Before the economy soured this fall, late Picassos were all the rage. They were considerably cheaper than his earlier works, and contemporary art collectors found their quirkiness appealing. But during the years he was producing them, even Picasso’s own circle thought differently. [ . . . ]
While his output was immense, even his dealer, Daniel-Henry Kahnweiler, was skeptical about the work. “People thought he had lost it,” Mr. Richardson said. “But this was actually an amazing burst of volcanic energy. He wanted to somehow assimilate the whole Western figurative tradition and Picassify it.” [ . . . ]

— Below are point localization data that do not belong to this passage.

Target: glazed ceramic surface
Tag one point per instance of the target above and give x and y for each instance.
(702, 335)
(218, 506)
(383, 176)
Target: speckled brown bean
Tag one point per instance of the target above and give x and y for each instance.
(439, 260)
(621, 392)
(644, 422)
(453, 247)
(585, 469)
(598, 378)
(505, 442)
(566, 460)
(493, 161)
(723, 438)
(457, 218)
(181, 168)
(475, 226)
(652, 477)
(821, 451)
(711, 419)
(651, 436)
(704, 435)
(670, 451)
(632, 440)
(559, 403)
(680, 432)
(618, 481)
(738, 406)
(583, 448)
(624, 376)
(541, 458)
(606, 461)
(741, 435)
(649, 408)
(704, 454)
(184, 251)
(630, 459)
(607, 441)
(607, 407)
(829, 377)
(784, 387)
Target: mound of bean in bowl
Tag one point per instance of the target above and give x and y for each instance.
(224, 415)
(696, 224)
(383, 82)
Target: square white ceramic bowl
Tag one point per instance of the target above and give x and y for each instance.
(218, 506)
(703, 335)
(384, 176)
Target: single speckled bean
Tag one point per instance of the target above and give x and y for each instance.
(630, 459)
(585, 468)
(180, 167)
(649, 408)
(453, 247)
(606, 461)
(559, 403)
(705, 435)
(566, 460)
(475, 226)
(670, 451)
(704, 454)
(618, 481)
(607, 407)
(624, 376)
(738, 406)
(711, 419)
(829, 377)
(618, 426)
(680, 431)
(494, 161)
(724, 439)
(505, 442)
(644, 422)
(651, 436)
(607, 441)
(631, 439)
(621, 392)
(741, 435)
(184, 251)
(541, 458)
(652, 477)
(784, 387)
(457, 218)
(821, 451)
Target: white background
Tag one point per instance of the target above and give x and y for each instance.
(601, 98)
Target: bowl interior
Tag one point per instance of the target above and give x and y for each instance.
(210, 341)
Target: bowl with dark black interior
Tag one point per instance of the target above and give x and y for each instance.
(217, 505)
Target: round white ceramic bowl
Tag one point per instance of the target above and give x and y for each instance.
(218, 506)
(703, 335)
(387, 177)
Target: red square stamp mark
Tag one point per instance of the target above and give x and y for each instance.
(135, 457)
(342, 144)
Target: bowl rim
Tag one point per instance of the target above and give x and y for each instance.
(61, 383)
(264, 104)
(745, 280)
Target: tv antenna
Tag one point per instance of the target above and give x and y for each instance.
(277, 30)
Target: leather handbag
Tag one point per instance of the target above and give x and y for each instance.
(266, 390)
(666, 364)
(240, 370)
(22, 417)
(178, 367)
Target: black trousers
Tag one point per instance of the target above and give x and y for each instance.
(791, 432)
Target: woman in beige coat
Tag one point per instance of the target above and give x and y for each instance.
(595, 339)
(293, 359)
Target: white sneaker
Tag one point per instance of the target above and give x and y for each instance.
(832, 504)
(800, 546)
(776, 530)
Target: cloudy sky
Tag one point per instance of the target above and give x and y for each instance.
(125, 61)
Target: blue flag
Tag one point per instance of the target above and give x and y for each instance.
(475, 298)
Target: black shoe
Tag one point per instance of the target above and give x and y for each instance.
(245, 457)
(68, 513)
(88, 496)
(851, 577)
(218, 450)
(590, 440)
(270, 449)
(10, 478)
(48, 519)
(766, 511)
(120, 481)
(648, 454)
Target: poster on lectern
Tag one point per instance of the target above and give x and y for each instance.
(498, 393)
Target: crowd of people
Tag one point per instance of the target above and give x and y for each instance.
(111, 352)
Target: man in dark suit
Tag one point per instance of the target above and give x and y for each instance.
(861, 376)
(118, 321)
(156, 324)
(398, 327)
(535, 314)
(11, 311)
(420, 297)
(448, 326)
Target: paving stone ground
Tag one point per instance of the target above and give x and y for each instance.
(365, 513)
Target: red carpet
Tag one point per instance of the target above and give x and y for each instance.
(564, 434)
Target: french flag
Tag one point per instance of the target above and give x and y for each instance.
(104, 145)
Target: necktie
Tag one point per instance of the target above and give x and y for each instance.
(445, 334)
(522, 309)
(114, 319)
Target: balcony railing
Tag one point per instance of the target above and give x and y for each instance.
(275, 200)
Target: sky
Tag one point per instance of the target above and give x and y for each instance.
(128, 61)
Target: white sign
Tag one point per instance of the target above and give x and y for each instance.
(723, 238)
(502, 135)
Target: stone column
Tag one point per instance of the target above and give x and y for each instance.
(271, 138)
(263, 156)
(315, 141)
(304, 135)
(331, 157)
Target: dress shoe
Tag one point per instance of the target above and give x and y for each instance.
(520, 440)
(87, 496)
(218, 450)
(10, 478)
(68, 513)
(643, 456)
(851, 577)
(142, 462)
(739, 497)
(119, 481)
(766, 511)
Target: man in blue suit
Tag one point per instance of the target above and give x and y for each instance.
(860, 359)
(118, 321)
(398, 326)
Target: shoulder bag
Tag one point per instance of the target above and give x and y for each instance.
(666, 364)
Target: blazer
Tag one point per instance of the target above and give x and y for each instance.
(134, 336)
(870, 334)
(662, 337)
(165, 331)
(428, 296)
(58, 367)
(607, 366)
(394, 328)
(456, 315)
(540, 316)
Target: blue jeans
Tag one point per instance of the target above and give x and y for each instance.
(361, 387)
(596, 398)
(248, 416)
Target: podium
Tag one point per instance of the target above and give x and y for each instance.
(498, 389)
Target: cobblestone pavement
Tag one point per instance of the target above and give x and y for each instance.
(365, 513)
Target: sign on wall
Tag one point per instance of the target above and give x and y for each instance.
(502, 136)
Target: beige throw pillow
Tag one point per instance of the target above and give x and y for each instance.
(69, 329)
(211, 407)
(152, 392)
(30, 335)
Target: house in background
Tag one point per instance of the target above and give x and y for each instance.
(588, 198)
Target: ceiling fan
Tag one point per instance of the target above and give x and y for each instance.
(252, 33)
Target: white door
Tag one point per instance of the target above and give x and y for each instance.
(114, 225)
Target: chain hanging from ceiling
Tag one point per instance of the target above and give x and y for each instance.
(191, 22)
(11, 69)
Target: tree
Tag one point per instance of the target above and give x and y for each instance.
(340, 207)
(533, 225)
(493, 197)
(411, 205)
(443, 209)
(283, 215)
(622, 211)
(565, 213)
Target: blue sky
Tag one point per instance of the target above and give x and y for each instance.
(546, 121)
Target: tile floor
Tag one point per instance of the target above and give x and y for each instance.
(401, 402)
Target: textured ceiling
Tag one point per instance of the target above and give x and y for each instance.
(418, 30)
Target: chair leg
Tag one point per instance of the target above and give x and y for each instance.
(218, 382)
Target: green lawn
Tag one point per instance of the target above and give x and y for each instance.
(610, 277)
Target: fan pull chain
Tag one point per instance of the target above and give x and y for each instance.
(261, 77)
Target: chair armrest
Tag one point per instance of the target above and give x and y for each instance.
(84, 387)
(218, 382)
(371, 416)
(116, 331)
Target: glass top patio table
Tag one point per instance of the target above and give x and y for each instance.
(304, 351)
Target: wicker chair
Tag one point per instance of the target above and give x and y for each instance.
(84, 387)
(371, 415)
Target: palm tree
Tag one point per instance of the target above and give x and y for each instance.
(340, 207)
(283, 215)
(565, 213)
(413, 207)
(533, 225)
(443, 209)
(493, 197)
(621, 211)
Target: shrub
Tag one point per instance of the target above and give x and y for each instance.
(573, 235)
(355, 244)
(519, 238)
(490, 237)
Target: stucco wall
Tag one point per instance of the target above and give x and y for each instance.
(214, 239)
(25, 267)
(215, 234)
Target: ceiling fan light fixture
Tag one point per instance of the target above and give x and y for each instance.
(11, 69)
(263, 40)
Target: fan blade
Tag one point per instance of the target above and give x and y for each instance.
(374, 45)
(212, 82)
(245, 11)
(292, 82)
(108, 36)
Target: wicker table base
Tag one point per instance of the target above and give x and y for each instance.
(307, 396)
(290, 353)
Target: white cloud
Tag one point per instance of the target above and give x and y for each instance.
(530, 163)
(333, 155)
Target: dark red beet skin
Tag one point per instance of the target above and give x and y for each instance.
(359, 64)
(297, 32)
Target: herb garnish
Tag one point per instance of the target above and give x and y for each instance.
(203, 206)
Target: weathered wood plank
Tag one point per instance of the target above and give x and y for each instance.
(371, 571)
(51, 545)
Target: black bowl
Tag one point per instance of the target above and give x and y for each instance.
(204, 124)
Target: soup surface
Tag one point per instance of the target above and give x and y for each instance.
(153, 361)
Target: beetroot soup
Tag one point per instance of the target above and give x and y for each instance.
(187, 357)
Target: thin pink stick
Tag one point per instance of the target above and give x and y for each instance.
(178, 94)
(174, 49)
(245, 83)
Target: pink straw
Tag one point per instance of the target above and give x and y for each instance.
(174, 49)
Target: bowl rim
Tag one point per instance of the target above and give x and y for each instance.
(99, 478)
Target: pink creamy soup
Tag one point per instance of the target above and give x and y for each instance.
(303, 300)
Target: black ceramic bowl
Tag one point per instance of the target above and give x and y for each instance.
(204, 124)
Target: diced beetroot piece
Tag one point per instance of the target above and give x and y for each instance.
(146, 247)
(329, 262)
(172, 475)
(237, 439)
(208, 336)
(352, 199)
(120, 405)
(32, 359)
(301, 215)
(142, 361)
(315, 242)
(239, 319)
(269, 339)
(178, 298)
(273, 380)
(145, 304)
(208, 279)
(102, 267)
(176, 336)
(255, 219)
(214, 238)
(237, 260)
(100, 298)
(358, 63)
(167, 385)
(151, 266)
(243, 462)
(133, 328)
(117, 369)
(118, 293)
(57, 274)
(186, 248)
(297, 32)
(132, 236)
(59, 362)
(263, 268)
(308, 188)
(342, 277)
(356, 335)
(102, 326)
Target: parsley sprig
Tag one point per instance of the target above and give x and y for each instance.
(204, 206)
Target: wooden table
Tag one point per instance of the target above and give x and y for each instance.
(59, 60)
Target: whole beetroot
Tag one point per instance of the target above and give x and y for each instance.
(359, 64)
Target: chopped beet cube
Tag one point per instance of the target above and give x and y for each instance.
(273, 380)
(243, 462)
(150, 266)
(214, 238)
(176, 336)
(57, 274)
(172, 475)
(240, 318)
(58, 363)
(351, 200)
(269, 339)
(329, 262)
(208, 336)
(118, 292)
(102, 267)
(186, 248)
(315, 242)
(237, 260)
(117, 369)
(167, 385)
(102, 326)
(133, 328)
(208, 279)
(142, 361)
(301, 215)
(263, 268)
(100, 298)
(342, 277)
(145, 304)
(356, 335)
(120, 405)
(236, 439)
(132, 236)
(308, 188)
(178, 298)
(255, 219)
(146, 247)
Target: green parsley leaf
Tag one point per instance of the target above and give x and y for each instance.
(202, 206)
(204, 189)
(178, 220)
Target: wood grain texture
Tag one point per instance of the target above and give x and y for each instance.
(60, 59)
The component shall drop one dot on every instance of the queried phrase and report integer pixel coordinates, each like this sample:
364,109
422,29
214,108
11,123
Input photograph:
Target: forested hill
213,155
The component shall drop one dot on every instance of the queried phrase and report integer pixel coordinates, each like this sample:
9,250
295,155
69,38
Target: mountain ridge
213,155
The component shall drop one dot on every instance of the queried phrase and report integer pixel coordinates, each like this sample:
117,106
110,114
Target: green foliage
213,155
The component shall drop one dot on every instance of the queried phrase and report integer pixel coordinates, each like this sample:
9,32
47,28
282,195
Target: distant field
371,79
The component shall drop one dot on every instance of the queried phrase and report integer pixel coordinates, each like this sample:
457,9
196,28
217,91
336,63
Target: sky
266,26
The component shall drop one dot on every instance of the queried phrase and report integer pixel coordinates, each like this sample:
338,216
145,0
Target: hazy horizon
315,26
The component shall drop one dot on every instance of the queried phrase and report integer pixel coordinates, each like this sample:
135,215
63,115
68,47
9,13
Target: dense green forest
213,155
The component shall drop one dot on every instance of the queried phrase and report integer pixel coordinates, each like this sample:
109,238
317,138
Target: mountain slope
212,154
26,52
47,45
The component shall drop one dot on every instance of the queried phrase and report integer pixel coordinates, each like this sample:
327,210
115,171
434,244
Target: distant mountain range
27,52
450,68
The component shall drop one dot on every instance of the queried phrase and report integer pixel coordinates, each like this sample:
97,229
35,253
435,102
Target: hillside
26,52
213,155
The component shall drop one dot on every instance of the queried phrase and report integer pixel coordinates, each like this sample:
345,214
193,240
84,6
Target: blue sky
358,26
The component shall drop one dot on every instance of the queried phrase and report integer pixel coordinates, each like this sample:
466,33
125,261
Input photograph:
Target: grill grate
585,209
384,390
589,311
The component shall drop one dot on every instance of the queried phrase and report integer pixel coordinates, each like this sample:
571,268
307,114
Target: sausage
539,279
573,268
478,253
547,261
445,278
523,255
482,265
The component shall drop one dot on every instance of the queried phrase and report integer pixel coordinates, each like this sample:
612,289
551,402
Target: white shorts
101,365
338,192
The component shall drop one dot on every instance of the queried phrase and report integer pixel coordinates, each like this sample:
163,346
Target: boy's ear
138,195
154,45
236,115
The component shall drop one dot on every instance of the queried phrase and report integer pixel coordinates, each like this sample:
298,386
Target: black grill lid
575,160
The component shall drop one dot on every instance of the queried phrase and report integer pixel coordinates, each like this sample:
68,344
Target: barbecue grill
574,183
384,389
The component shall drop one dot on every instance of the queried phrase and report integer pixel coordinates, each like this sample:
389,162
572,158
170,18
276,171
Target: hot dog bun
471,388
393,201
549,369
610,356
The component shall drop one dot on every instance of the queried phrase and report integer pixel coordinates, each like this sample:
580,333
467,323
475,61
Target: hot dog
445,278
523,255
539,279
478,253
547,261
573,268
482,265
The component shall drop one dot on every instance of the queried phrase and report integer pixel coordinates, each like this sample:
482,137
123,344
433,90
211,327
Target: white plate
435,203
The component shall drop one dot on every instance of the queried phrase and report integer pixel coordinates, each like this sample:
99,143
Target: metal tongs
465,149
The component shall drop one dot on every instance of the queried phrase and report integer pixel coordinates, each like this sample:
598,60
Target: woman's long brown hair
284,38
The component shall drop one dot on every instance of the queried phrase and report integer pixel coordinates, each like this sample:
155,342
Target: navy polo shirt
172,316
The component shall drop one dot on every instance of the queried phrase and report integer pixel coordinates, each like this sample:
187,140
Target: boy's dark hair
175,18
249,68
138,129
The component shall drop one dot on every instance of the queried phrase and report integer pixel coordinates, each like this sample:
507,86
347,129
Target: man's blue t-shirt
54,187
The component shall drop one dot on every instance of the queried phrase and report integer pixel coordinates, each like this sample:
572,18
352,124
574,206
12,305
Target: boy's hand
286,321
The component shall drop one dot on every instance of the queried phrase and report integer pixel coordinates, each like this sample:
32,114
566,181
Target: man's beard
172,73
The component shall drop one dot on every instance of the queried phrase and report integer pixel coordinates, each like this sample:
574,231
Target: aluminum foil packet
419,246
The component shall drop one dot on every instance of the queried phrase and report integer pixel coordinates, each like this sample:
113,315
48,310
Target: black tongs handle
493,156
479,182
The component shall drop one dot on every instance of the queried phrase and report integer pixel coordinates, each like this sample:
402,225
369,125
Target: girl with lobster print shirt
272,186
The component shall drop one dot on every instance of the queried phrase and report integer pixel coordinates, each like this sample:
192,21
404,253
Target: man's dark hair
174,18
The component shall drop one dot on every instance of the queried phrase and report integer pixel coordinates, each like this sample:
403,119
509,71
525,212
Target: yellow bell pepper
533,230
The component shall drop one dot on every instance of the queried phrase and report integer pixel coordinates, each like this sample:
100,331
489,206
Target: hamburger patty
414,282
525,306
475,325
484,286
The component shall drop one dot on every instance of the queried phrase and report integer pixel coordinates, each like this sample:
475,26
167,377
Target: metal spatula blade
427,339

About 10 percent of the show is for sale, Ms. Castellani said. Prices range from $2 million to $20 million for the paintings and $6,000 to $40,000 for the prints. Family members have lent works. (A grandson of the artist, Bernard Ruiz-Picasso, also had a hand in organizing the show.) And there are loans from institutions like the Museum of Modern Art and the Foundation Beyeler in Basel, Switzerland, as well as private collectors like the hedge-fund billionaire Steven A. Cohen and his wife, Alexandra.
That the show is being held in one of Gagosian’s Chelsea spaces rather than its uptown site might at first seem curious, but the decision was deliberate. “To have it in a contemporary art area in Gagosian’s most contemporary space is to show Picasso as if he were a young artist,” Mr. Richardson said. “You suddenly see him in a new light.”